Trading & investing: Long ago in the history, there was only trading existed as people did exchange food for money and vice-versa according to their needs. So what is trading? In laymen term, we can understand that trading is just buying or selling things to earn a profit, according to modern-day theories. But in terms of stocks, trading is buying and selling of securities.
And from where the term investment came into existence? Say for example: in earlier times when a wealthy person had to earn profit from his money, he purchases the land in exchange of the money and hold it for some years and as the rates of that property rise by the passing of time, and as there was the development of societies, they sell that land and earn a significant profit. That is how the philosophy of Investment came in the market.
So the essential difference between trading and Investment is the Time Horizon, i.e. the holding time of the asset. In trading, short term holding of assets is performed to earn a profit, whereas, in Investment, the assets are purchased for returns and procured for a long duration getting big (expected).

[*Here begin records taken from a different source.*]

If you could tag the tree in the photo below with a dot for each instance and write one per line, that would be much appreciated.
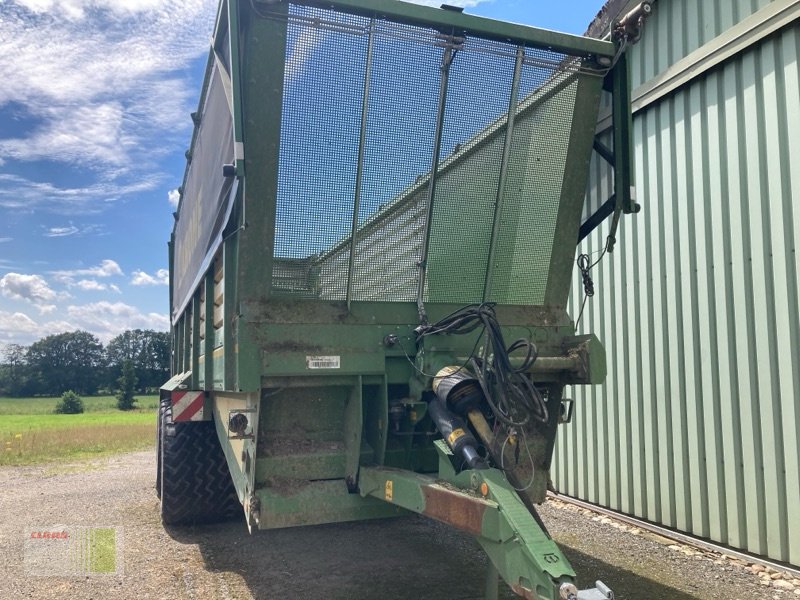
(127, 383)
(70, 404)
(66, 361)
(149, 351)
(14, 370)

Now the question arises that which one of them is more profitable? So we are discussing them down below one by one with in-depth analysis.

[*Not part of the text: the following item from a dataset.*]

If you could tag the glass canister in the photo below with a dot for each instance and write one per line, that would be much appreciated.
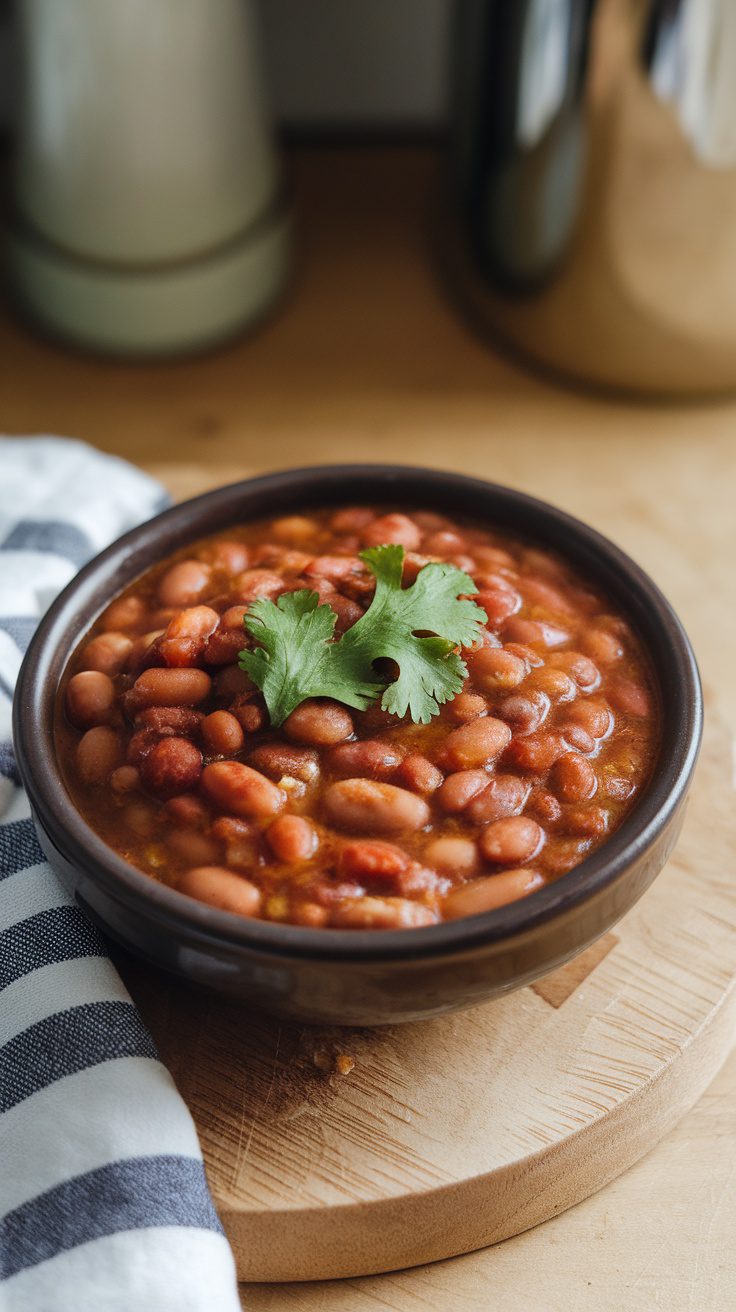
(593, 186)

First, let us discuss which strategy is better in terms of risks: An investor bypass all the short term risks that are faced by the trader but in the same time frame a trader despite facing risks, make small profits out of descent of market.
Which One Is Good For Instant Profit?
For a quick profit, trading is considered as a best practice as in trading the money or commodity is held for a short time. So, if a person sees any downfall in the market, he can withdraw it from the market, and if there is a possible rise than by selling the commodity, a trader can earn an instant profit.
Importance of Holding Time in Both Trading and Investing
The longer you hold your asset, the longer you earn proverb may not hold good in case of a trader, as he draws benefit from short transactions by either selling on high prices during the rise of market or by buying commodities at low prices during the fall of the market.
Protocols or Strategies Followed
Both Investment of trading is made on behalf of different mindsets. Like an investment is done with a perspective of plans like retirement, marriage, education etc. and earned a fixed profit after completion of holding duration. So this may be considered good for those who have long term goals. In contrast, a trader has a mindset of earning quick profit from either a downfall or rise of the market. So, he invests his money and for a short time and as soon as he gets some profit, he withdraws his valuables or otherwise he can use stop-loss orders to minimise his risks. Trading is profitable if the money or commodities are invested for a short while.
Profit Comparisons of Investor and a Trader
A trader invests for a short span of time and aims to get a profit of say 10%, on his traded asset, but he is equally susceptible to market risks also, as he may end up with a total loss. In this condition, the total profit of a trader is Nil; instead, he incurs a loss.
Whereas a trader aims to get a total of 10% profit over the maturity of his invested asset, but in comparison to the trader, he is not at all susceptible to the market fluctuations as the overall market conditions generally rise by default. So he gets a sure profit but after a long time.
Conclusion – Trading & investing
Finally, after all the above discussion, we have come to the point that an investor seeks more profit compared to a trader when he buys and holds the assets for a long time duration. In contrast, a trader gets profited by both ups and downs of the markets in small chunks even by holding his money for a short while.
So we can say that if you want to plan for future returns, then Investment is the best way to get benefited from your assets and if you want to gain profit in a short while then trading is the best way to play in the market.